In 1931, Petty took a flight training course and earned his pilot's license. By the late 1930s, he was giving tourist rides in the tri-lakes region: "A surprising number of people took their first airplane rides. On Lake Flower at Saranac Lake I often flew from early in the morning until dark with only time to stop for fuel." 1
He worked for the Civilian Conservation Corps during the depression years. In World War II, he joined the U.S. Navy, where he became a pilot. After the war, he became a New York Conservation Department Forest Ranger, employing his flying skills in spotting and fighting wild fires. He later ran a flying school in Potsdam, training hundreds of pilots before getting out of the business at age 95.
He moved from Canton, New York back to the Petty home in Coreys in 1999 and stayed until the fall of 2005 where he started to stay the winters at the Saranac Village at Will Rogers. He lived his final years at Will Rogers, where he continued to write letters in support of the Adirondack wilderness.

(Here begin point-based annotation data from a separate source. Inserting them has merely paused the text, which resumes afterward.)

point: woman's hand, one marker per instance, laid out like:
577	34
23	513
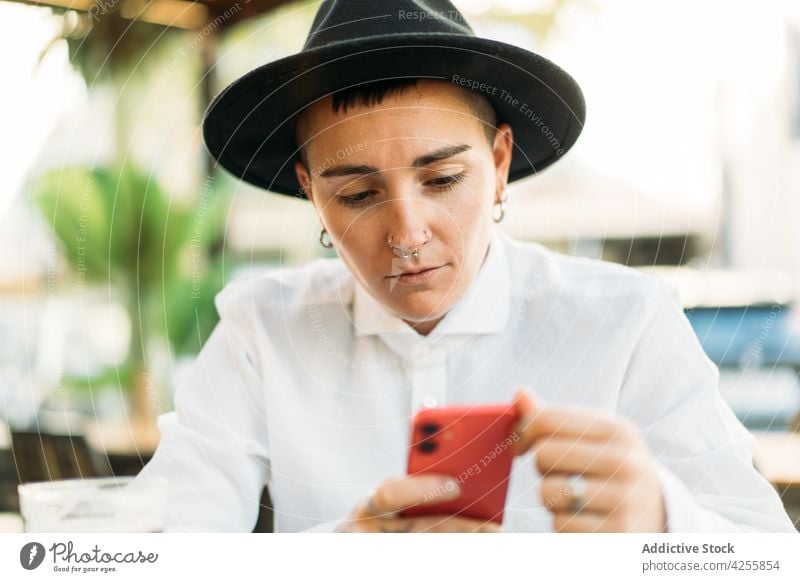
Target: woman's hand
621	492
379	512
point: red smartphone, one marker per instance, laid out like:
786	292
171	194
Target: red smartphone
472	444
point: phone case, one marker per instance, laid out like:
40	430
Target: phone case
472	444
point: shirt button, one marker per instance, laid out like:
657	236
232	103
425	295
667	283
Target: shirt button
429	402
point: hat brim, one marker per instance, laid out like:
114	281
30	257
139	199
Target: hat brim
249	127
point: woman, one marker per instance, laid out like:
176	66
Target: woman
310	379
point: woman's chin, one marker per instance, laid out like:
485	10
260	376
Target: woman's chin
420	313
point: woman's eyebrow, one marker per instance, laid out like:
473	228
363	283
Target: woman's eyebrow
419	162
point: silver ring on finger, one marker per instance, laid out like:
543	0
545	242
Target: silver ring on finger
374	511
576	493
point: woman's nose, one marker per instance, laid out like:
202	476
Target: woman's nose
407	226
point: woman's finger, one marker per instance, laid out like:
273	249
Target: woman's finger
527	407
584	522
565	455
395	495
578	423
601	496
437	524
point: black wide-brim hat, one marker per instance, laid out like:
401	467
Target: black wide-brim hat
249	128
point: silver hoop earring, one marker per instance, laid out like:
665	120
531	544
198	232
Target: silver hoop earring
327	245
502	206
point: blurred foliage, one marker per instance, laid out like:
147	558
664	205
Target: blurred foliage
102	44
118	227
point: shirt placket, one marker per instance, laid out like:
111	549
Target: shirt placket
427	377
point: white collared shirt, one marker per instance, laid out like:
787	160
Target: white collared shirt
308	384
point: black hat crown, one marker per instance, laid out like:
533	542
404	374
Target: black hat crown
339	20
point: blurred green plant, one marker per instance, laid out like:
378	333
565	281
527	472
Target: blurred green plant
118	227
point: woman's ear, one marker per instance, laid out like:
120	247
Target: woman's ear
503	149
305	180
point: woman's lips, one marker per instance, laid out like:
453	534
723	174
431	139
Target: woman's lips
418	278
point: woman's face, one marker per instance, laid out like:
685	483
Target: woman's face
415	168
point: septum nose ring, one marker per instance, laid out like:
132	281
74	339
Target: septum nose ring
401	251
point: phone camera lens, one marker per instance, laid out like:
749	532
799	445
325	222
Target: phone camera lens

The Adirondack Explorer had a regular column based on editor Phil Brown's interviews with Petty.
Source: Angus, Christopher, The Extraordinary Adirondack Journey of Clarence Petty, Syracuse University Press, 2002
- ''New York Times'', December 5, 2009
- ''Adirondack Daily Enterprise'', "Wild at Heart", December 5, 2009
- ''Adirondack Daily Enterprise'', "Clarence Petty, an Adirondack classic, dies at 104", December 1, 2009
- New York State Department of Environmental Conservation, Adirondack Inspiration: Clarence Petty
- Adirondack Explorer - Recollections of Clarence Petty
Adirondack Daily Enterprise, October 26, 2001
By Randy Lewis
…This same week, on Thursday, at noon, I attended the Brown Bag Lunch held at the Saranac Lake Free Library, downstairs in the Cantwell Room…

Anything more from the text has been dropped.